Earlier in the week, at Ransom Notes, I was talking Thai (Bangkok mostly) crime books on the occasion of the latest Poke Rafferty title The Fear Artist by Tim Hallinan. And today at Ransom Notes I'm asking for your favorite current book to television adaptations after hearing the good news out of Michael Connelly land that Harry Bosch may soon have his very own boob tube address. Frankly, I think long-form television is the right place for Bosch.
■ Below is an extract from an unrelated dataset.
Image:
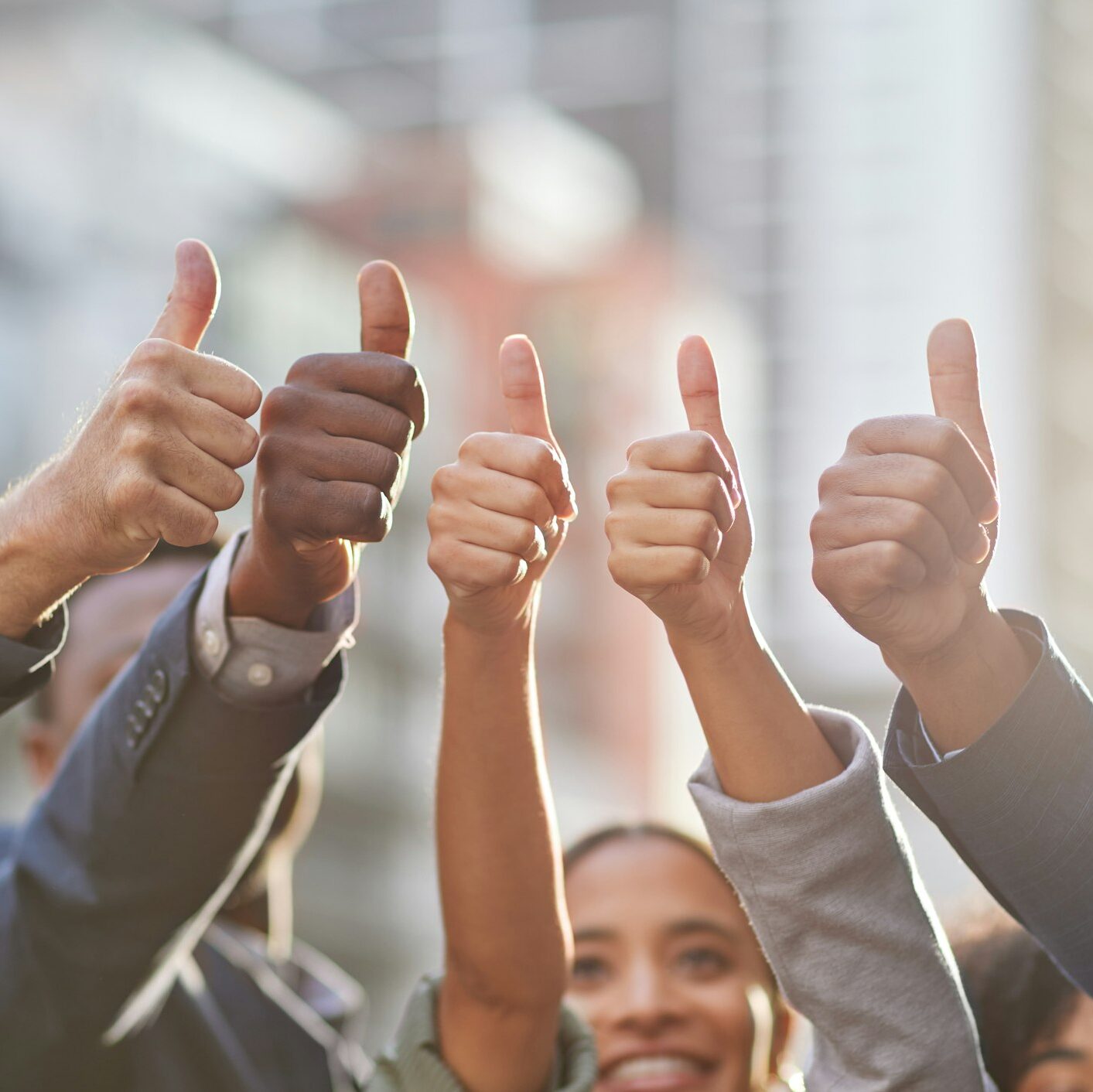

Of course any number of things can go wrong with adaptations, but so many things can go right in this medium too.

I just read Sebastian Junger's A Death in Belmont about a murder that took place in his neighborhood in the early 60s and his family's connection to Albert Desalvo - the man who confessed to being The Boston Strangler (though it was never conclusively proven that he was), and the whole time, I'm thinking - this is basically a book-length version of what I'd like the CriMemoir series to be. What's that? You have no idea what I mean when I say CriMemoir? Stay tuned.

Lastly: head on over to the OOTG online for a taste of St. Louis. Local writer Jack Ryan's story The Break-In shows some nice ways with prose, and crime fiction world, I want you to cinch your drawers for another St. Louis writer coming your way soon - I'm reading stories by Umar Lee right now and I can't wait to be able to talk to the rest of you about that shit.

1 comment:

Kieran Shea said...

RED BAKER. One of my all time favs. Period.